Date: Tue, 2 Oct 2001 12:21:05 +0100
Reply-To: Peter Crawford <peter.crawford@DB.COM>
Sender: "SAS(r) Discussion" <SAS-L@LISTSERV.UGA.EDU>
From: Peter Crawford <peter.crawford@DB.COM>
Subject: Re: Antwort: RE: Reading a CSV File
Content-type: text/plain; charset=iso-8859-1
Hi Zhaoping
I remember.
Without seeing the data, I can only guess at why this the problem
appears now, for the first time.
Perhaps there was some byte following the last '0A'x.
I don't think it could be a '0D'x (following the last '0A'x) without disturbing
the reading of all rows.
You might avoid this and any other empty observations, by testing that
some "key feature" value is non-empty before output..

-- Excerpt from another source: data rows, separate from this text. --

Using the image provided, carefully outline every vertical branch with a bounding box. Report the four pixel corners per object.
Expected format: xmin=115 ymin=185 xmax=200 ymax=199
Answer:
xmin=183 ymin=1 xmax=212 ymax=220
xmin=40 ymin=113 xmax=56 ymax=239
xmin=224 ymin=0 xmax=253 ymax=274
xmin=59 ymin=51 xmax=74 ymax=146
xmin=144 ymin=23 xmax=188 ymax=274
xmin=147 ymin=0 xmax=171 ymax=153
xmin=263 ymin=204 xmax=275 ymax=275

I get this kind of problem when (dde) reading from a spreadsheet range
with a row which is "empty" but "present"
You can use the sas display manager to examine the file with command
fslist 'your csv file' ; hex; bottom
You should see the character and hex representation of the last few lines
as seen by FSLIST - I assume this should be interpreted the same as an
infile statement would interpret the data. It might help clarify things.

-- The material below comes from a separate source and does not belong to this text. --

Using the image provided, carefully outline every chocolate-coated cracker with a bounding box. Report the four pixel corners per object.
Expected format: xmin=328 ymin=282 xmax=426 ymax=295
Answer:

Others on sas-l may know better the cause of such a problem.
good luck
Peter Crawford
Datum: 01/10/2001 19:26
An: Peter Crawford/Zentrale/DeuBaExt@Zentrale
Betreff: RE: Antwort: RE: Reading a CSV File
Nachrichtentext:
Hi, Peter. Hope you still remember me.
The dim='2C0D' has been working very nicely.

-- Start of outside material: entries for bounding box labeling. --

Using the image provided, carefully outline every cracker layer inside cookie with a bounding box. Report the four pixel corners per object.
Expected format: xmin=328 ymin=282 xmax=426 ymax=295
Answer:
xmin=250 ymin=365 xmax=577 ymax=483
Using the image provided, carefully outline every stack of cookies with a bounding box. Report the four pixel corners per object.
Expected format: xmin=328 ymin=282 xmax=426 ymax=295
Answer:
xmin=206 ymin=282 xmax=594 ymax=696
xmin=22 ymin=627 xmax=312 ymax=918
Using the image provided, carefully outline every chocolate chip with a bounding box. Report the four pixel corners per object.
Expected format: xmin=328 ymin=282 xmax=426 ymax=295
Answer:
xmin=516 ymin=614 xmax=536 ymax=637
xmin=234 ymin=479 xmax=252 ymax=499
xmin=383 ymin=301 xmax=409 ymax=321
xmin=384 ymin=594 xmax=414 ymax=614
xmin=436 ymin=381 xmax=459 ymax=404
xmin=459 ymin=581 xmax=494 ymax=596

In a recent CSV file reading, however, I got another
subtle problem--the SAS dataset read from the CSV
file had one more observation than in the CSV file.
It was the last observation, and all variables exhibited
missing status.
Why didn't the system stop at the end of the original
file, or how was this shadowy observation created ?
Thanks.
Zhaoping
-----Original Message-----
From: Peter Crawford [mailto:peter.crawford@db.com]
Sent: Tuesday, August 28, 2001 12:44 PM
To: Wang, Zhaoping (USPC Marketing & Investments Division)
Subject: Antwort: RE: Reading a CSV File
dsd is still necessary,
how else is ,, to imply an empty cell ?
DSD also interprets
"lastname, firstname"
as one character cell having value
lastname, firstname
i.e. it allows data cells to contain a delimiter character as long as
the cell is quoted with double quote marks(")
The explicit dlm='2c0d'x overrides the implied dlm=',' that comes with
option DSD.
Don't consider it a trick - it is only using standard facilities.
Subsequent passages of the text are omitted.